For some, those totals alone make Bombardier worthy of scorn.
But the starting point for a fairer analysis of Bombardier’s legacy should be whether the governments of Canada and Quebec got a return for their investments. Let’s set aside motives because, ultimately, who cares? For taxpayers, what matters is whether their support of Bombardier improved the overall state of the economy.
When a government is making investments, it is helping the fundamental growth of the economy
Stephen Poloz, governor, Bank of Canada
“Deficits need to be kept in context; it’s about what they’re used for,” Stephen Poloz, the governor said at an event in Australia on Feb. 13. “As a company, you don’t force yourself to save for 20 years to make an investment, you borrow to make an investment because it grows the company,” he added. “When a government is making investments, it is helping the fundamental growth of the economy.”
Poloz was making a general point about fiscal policy, not Bombardier, or even whether business subsidies qualify as investment. Still, the principle that he described applies. Did Bombardier, now a shadow of its former self, help grow the economy? It’s a tough question, and answering it properly may require a more generous understanding of failure than we Canadians tend to apply to those who make costly mistakes.
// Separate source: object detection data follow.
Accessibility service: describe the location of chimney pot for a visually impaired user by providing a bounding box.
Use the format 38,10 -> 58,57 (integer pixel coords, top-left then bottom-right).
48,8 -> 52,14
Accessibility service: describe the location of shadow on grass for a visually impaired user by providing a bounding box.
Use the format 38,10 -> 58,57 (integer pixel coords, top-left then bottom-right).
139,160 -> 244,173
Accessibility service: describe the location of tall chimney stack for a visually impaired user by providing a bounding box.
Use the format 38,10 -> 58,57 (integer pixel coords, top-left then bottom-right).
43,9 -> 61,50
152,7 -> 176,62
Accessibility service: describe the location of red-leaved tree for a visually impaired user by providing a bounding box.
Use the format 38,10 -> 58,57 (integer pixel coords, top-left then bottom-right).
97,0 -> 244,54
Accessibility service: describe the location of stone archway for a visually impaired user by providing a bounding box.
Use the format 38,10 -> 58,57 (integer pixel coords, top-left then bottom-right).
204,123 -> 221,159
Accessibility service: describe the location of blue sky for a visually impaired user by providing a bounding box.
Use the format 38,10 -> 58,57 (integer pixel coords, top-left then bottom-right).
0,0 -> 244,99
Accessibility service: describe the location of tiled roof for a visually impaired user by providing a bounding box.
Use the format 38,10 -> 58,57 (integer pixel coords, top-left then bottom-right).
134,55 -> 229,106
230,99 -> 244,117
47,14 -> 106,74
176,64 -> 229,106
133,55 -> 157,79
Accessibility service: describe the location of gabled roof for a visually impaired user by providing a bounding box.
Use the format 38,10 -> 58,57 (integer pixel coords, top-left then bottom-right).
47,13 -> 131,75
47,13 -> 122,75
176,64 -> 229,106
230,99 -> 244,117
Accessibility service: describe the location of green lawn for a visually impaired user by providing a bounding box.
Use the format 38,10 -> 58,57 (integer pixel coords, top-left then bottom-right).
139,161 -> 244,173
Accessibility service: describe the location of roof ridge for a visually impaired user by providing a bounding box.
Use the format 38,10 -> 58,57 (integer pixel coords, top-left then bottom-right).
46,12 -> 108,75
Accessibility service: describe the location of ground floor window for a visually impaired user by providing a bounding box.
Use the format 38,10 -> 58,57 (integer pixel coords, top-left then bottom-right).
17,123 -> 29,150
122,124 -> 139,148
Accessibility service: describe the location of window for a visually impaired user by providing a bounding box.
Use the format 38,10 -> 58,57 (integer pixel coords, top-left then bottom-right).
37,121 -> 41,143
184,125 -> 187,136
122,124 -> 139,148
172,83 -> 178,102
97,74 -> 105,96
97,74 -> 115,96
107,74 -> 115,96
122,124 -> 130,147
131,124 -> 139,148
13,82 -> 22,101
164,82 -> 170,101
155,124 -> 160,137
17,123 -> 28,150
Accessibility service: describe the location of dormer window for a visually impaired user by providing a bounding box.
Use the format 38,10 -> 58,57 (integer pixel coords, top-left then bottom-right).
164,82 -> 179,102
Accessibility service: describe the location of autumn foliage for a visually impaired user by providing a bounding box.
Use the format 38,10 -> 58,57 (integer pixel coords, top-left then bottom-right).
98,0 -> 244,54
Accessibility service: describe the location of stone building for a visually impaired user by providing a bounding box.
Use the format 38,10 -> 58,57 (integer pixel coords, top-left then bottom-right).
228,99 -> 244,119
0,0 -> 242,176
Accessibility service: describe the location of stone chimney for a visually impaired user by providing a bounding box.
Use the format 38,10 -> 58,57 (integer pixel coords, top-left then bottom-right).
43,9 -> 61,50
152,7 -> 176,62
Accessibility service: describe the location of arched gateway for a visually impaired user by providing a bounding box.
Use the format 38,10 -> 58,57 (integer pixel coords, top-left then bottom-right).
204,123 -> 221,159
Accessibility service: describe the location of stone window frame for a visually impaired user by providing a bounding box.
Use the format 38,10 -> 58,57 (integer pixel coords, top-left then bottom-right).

I’ll let others tally the number of Canadian aerospace jobs (53,266 in November, according to Statistics Canada’s most recent monthly survey of payrolls) and decide if that alone justifies the billions in subsidies that Bombardier has received over the years. The company’s ambition, combined with an elevated tolerance for risk, allowed it to grow big enough to become an “anchor firm,” a source of steady demand around which hundreds of suppliers could build businesses.
Some in Montreal think the city’s new success in artificial intelligence and gaming owes something to Bombardier, the original magnet for engineering talent around which the city’s universities built world-class technical programs.
Your opinion of Bombardier will also depend on how much you value manufacturing as an economic engine.
As many manufacturers bailed on North America, Bombardier took its biggest risk: starting work on a plane that would compete directly with offerings from Airbus and Boeing. The project went way over budget, forcing the company to take on a crippling amount of debt. At the same time, and for whatever reason, it struggled to make the train business work. When the Donald Trump administration applied punishing tariffs on Canadian plane imports at the behest of Boeing, Bombardier was forced to effectively give its CSeries plane to Airbus, which the European company renamed the A220. It looked like a moment of hope, but it was really the end.
Myant CEO Chahine thinks it is nearly impossible to have a truly innovative economy without manufacturing. One of his greatest challenges in building Myant has been acquiring expertise, as the Canadian textile industry has all but vanished. “You lose the unknown,” he said. “You lose the discovery of manufacturing. This innovation is lost.”
Whatever the lessons of Bombardier’s downfall, fear of failure shouldn’t be one of them. Companies die. The economy would be better off if more firms were willing to live large, just as Bombardier did.